HR Workday Data Pipeline

Overview

A standalone project providing a complete data generation and cloud deployment pipeline for Workday-style HR data. The generator creates realistic transactional HR datasets for a simulated 10,000-employee North American financial services organization, producing 40,000+ transactions across multiple data domains.

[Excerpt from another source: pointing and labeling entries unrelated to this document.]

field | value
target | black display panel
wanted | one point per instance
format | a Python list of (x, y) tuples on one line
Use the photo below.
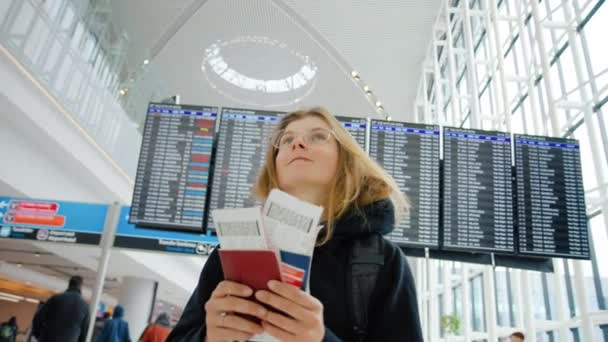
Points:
[(478, 194), (410, 153), (241, 152), (357, 127), (552, 220), (173, 170)]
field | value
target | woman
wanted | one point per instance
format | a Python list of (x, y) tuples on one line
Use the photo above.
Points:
[(314, 158)]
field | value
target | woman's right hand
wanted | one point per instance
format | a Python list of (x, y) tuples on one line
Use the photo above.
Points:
[(223, 313)]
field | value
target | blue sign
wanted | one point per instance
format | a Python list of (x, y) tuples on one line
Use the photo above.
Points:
[(49, 220)]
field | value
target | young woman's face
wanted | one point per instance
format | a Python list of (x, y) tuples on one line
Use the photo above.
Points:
[(307, 161)]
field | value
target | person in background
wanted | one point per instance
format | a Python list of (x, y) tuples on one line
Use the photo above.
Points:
[(115, 329), (158, 331), (99, 323), (64, 317), (8, 330), (517, 337), (35, 322)]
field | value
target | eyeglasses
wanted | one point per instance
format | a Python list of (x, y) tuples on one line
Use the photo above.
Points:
[(315, 136)]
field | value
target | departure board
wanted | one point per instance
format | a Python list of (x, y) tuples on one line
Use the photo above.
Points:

The AWS deployment component provides full infrastructure-as-code for S3, Glue, and Redshift Serverless.

Data Model

core_hr_employees

10K

Non-transactional employee master data

job_movement_transactions

Hires, promotions, terminations, moves

compensation_change_transactions

20K

Merit increases, market adjustments, equity

worker_movement_transactions

13K

Transfers, relocations, org changes

Total: 40,000+ transactions over 1 year

Architecture

The pipeline follows a two-stage approach:

Data Generation: Python-based generator using Faker and NumPy to produce Workday-style CSV files with realistic organizational hierarchies (Business Unit → Division → Department → Team), compensation structures, and temporal patterns

AWS Deployment: CloudFormation-based infrastructure including encrypted S3 storage, Redshift Serverless with optimized table design, Glue ETL jobs using native COPY commands, and daily automated scheduling with full IAM role definitions

Tools & Technologies

AWS S3 AWS Redshift Serverless AWS Glue AWS CloudFormation Python Faker NumPy Pandas Workday

Key Artifacts

Governance Notes

This project generates entirely synthetic HR data using statistical distributions modeled on publicly available workforce statistics. No real employee data, proprietary Workday configurations, or confidential organizational information was used. The organizational structure, compensation bands, and demographic distributions are fictional.